Results: The sample included 727 IE subjects (mean age 61±18, range 18-101, 62% men, 62% non-white). Twelve percent of the sample were immunosuppressed. The majority of the patient had vegetations (61%) and positive blood cultures (87%, MRSA 13%) while valvular abscess were less frequent (13%). Of the 727 patients, 13% had an acute pre-surgical stroke (10% ischemic and 3% hemorrhagic). Meanwhile, of the 314 patient who underwent surgical intervention, only 0.5% had post-surgical strokes.
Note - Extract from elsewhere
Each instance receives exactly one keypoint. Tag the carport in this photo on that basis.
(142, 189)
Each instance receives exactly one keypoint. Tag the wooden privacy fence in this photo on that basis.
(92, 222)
The risk of pre-operative ischemic stroke was higher among patients with diabetes (RR 1.7, 1.1-2.8), cardiac vegetations (RR 2.8, 1.6-5.0), and history of prior stroke (RR 1.8, 1.8-2.9) while the risk of pre-surgical hemorrhagic stroke was higher among patients with history of prior stroke (RR 4.5, 1.7-11.9).

Conclusions: Prior stroke was a risk factor for ischemic and hemorrhagic stroke, which suggests baseline brain vulnerability that may influence the risk of stroke in the setting of IE. Additionally, diabetes and the presence of vegetations increased the risk of ischemic stroke. Early identification of sub-populations with IE at risk of stroke may help stratify risk and test preventive interventions.